Monday, Mar. 18, 1957

Barbaric Palace

The sophisticated Romans built of enduring stone, brick, concrete and mosaic, and Britain is strewn with the ruins of their villas and fortifications. But the barbarian Anglo-Saxon bands that invaded Britain after the Roman legions withdrew in the 5th century lived in crude timber buildings that rotted away with the centuries, leaving only the faintest of traces. Last week Archaeologist Brian Hope-Taylor reported the discovery and exploration of the biggest early Anglo-Saxon structure yet found in Britain--one of the rectangular great halls described in Beowulf, where a leader's thegns gathered to tell tall stories or quaff themselves torpid on mead or beer.

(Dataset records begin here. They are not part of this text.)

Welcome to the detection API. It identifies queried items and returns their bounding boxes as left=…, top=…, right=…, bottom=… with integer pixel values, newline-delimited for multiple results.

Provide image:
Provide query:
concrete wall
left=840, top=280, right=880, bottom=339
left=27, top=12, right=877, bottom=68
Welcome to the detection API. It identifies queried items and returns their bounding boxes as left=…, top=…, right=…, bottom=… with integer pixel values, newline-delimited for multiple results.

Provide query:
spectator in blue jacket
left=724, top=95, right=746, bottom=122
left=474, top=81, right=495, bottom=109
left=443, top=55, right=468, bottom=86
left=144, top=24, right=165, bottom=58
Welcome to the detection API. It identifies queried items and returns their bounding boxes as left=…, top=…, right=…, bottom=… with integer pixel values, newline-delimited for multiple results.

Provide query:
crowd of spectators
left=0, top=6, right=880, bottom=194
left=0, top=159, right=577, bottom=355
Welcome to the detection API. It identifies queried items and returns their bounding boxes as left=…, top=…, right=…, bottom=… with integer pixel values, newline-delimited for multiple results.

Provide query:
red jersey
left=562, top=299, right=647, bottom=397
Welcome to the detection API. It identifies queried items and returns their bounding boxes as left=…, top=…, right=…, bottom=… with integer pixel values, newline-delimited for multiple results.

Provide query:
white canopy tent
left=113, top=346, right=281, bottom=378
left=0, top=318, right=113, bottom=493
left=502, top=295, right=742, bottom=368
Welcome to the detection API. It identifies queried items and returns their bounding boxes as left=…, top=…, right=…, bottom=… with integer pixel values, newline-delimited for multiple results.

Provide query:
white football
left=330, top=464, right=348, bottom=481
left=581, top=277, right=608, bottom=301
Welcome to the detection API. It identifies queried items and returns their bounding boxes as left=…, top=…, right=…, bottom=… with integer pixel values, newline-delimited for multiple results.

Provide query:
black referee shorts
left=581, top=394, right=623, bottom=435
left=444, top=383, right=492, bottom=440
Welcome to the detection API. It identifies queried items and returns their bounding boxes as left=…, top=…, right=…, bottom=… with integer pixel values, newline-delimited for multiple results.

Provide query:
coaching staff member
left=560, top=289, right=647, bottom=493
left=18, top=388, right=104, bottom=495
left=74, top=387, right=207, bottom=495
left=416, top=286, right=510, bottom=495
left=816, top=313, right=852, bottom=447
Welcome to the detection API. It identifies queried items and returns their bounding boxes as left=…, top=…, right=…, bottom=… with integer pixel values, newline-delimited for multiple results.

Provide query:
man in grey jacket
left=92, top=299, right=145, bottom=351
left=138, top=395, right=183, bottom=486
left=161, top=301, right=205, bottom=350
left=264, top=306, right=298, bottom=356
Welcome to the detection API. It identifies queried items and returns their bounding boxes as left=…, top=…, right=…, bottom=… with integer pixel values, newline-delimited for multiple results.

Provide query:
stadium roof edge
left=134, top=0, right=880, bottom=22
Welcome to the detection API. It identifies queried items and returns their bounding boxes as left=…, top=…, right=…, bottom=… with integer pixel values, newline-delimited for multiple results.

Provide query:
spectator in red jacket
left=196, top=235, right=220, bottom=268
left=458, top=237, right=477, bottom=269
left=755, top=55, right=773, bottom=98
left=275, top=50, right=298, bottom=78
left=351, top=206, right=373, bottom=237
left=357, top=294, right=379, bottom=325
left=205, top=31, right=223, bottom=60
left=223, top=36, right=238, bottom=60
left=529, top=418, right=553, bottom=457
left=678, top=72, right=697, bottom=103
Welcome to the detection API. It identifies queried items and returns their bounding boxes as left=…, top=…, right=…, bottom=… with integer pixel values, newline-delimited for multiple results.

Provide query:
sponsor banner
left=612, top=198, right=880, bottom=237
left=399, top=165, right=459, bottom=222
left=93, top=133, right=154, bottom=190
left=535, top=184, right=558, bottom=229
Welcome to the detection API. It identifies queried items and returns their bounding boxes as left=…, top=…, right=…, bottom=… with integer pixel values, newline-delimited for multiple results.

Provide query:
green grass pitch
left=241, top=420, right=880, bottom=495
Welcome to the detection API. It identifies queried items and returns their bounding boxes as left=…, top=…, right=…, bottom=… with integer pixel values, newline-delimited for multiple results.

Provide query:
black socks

Hope-Taylor was guided to it by the Venerable Bede, whose history of early Britain (written in the 8th century) related that Edwin, a 7th century king of Northumbria, had a royal palace of sorts at Gefrin, which is now the small (six houses) village of Yeavering in the Cheviot Hills. No visible traces remained, but in 1951 Cambridge University made an air survey of the region. Pictures of a field of sprouting barley showed a vague rectangular shadow and a smaller, wedge-shaped one.

Outdoor Theater. Financed by Britain's Ministry of Works, Hope-Taylor excavated the site with prodigious care. He skinned off the topsoil and found faint color changes that showed where timber had rotted. He also found a few foundation stones and many traces of holes where posts had been set in the earth. Working from these clues, Hope-Taylor concluded that the wedge-shaped area had been the site of a crude, roofless, theaterlike structure filled with wooden benches. Facing the benches was a dais protected from the weather by a screen of wickerwork daubed with clay. From this primitive rostrum King Edwin may have harangued his thegns. The benches where the thegns sat were probably arranged like a grandstand, the highest ones in the rear. At least, says Hope-Taylor, the rear benches were supported by thicker posts.

When King Edwin was not holding court in the theater, he was probably in the slightly more comfortable great hall next door. The hall measured 90 ft. by 45 ft. Charcoal fragments mixed with the earth showed that it must have been burned down at least once, and careful digging indicated that at least three halls had been built successively on the same site. Arson was standard practice in King Edwin's time.

Open to the Birds. Modern experts have long suspected that the description of the gold-decked walls and benches of the great hall in Beowulf owed more to the unknown author's imagination than to historical fact. At Yeavering, Hope-Taylor found no trace of such gold-leaf splendors: only a few potsherds, knives, belt fittings, nails, loom weights and a single gold coin. But the finds date from the 7th century A.D.--and he feels reasonably sure that King Edwin really ruled from this barbaric palace. It may have been the actual hall where he was converted to Christianity. According to a legend repeated by the Venerable Bede, a pious thegn called his attention to a sparrow that flew into the hall in the dead of winter, lingered awhile in the warmth, and then vanished again into the winter dark. The sparrow's stay, the thegn intoned, was like human life, brief and soon ended. King Edwin, says the Venerable Bede, was impressed and converted. Other historical evidence suggests more crassly that Edwin was converted by his Christian wife, and by the belief that the new faith would be politically advantageous. In any case, the story of the sparrow suggests that Anglo-Saxon palaces must have admitted a good deal of weather along with the birds.